Standardized Health Checks: Consistent response format across all providers
Simplified Codebase: Reduced duplication with shared helpers and centralized exceptions
Better CLI: Consolidated transcription options with shared argument helpers
Improved Maintainability: ~175 lines of redundant code removed

✨ v2.0.0 Highlights

URL Ingestion: Direct processing from YouTube, Vimeo, and other platforms
Multiple Providers: Deepgram, ElevenLabs, Whisper, Parakeet support
Interactive TUI: Terminal UI with live progress and health monitoring
Event Streaming: JSONL output for integration and monitoring
Enhanced CI/CD: Full test coverage with black, ruff, and bandit checks
Security Hardening: Path sanitization, input validation, secure temp files

📋 CLI Commands

Main Commands

# Full pipeline (recommended)
audio-extraction-analysis process video.mp4              # Complete workflow (concise)
audio-extraction-analysis process video.mp4 --output-dir ./results
audio-extraction-analysis process video.mp4 --analysis-style full --output-dir ./results  # five files

# Interactive TUI (Terminal User Interface) - NEW!
audio-extraction-analysis tui                            # Launch interactive interface
audio-extraction-analysis tui --input video.mp4          # Pre-populate input file
audio-extraction-analysis tui --output-dir ./results     # Pre-set output directory

# Individual steps
audio-extraction-analysis extract video.mp4              # Audio extraction only  
audio-extraction-analysis transcribe audio.mp3           # Transcription only

# Event streaming (for monitoring/integration) - NEW!
audio-extraction-analysis process video.mp4 --jsonl      # Stream events as JSONL
audio-extraction-analysis process video.mp4 --jsonl | jq '.type'  # Monitor event types

# Help and info
audio-extraction-analysis --help                         # Show all commands
audio-extraction-analysis --version                      # Show version

# Markdown export (timestamps + speakers by default)
audio-extraction-analysis export-markdown audio.mp3 \
  --output-dir ./output \
  --template default \
  --timestamps --speakers

# Or add Markdown export to existing commands
audio-extraction-analysis transcribe audio.mp3 --export-markdown --md-template detailed
audio-extraction-analysis process video.mp4 --export-markdown --md-no-speakers --md-template minimal

Common Options

Option	Values	Description
`--quality`	`speech`, `standard`, `high`, `compressed`	Audio extraction quality
`--language`	`en`, `es`, `fr`, `de`, etc.	Transcription language
`--output-dir`	Directory path	Where to save results
`--analysis-style`	`concise`, `full`	Output style: single analysis vs. 5 files
`--verbose`	Flag	Detailed logging
`--jsonl`	Flag	Stream events as JSONL for monitoring
`--provider`	`auto`, `deepgram`, `elevenlabs`, `whisper`, `parakeet`	Transcription provider selection

🖥️ Interactive TUI (Terminal User Interface)
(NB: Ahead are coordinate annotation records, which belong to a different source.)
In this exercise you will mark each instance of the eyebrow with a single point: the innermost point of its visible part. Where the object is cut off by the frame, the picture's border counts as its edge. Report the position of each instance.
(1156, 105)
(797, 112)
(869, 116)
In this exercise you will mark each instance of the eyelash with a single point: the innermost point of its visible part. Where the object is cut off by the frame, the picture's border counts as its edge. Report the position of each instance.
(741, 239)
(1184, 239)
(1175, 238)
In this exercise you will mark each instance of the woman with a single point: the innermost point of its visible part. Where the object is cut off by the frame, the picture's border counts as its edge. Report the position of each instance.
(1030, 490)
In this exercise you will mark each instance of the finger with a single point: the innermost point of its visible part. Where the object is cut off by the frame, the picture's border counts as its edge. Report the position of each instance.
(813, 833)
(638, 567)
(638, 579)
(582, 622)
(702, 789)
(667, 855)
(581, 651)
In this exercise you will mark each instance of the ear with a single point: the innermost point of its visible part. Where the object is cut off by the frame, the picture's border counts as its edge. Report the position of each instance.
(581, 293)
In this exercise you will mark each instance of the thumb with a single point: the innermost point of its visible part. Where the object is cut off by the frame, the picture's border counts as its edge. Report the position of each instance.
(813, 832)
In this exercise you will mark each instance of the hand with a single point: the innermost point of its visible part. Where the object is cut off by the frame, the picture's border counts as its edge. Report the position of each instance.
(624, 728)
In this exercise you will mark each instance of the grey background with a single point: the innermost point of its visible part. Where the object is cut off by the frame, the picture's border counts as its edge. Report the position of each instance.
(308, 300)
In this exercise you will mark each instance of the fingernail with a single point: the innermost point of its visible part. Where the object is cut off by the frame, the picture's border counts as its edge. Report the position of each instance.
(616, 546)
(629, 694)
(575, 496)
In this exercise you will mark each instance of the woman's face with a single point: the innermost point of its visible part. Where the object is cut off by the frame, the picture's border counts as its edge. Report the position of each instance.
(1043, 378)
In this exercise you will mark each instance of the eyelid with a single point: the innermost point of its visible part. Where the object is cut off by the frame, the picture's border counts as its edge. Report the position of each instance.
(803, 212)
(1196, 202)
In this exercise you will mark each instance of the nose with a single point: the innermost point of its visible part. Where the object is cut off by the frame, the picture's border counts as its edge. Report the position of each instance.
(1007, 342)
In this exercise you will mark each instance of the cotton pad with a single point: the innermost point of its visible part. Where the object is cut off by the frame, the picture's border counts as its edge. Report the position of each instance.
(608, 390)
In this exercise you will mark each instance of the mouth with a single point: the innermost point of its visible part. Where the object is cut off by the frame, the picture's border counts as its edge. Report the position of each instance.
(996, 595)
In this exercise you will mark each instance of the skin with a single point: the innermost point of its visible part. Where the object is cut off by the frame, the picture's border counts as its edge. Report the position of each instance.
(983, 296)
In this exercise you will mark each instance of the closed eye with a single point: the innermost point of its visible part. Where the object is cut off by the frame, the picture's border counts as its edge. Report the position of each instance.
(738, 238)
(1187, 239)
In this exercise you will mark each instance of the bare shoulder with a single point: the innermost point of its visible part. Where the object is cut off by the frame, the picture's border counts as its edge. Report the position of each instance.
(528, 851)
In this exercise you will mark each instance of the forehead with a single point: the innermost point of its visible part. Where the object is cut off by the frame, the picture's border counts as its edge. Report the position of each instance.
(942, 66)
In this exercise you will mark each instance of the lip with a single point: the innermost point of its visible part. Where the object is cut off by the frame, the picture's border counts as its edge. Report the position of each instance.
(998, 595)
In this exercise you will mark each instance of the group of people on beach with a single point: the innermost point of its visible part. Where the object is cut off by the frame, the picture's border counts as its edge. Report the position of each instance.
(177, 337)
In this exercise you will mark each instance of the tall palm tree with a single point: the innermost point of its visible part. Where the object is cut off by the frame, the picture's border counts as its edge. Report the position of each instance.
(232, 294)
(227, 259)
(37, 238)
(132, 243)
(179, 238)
For a guided, interactive experience with live progress monitoring, use the TUI mode:

# Launch interactive TUI
audio-extraction-analysis tui

# Or with pre-populated paths
audio-extraction-analysis tui --input video.mp4 --output-dir ./results

TUI Features

📊 Live Progress Monitoring: Real-time progress cards for extraction, transcription, and analysis with ETAs
📝 Log Streaming: Filterable, color-coded logs (DEBUG, INFO, WARNING, ERROR)
🏥 Provider Health: Monitor transcription provider status (Deepgram, ElevenLabs, Whisper, Parakeet)
💾 Auto-Save Settings: Configuration and recent files persist across sessions
⌨️ Keyboard Shortcuts: Full keyboard navigation (press h or ? for help)
🎯 File Browser: Browse and select files with recent files quick access

TUI Keyboard Shortcuts

Key	Action
`h`, `?`	Show help screen
`q`	Quit application
`d`	Toggle dark mode
`Esc`	Go back / Close screen

In Run Screen:

c - Cancel pipeline
o - Open output directory
a/d/i/w/e - Filter logs (all/debug+/info+/warning+/error)

TUI Workflow

Welcome → Select File → Configure → Run → View Results
   ↓           ↓            ↓         ↓        ↓
 Start      Browse       Settings  Progress  Open Output

💡 CLI Usage Examples

Basic Usage

# Process a local video file
audio-extraction-analysis process team-meeting.mp4

# Process from URL (YouTube, Vimeo, etc.)
audio-extraction-analysis process --url "https://youtube.com/watch?v=VIDEO_ID"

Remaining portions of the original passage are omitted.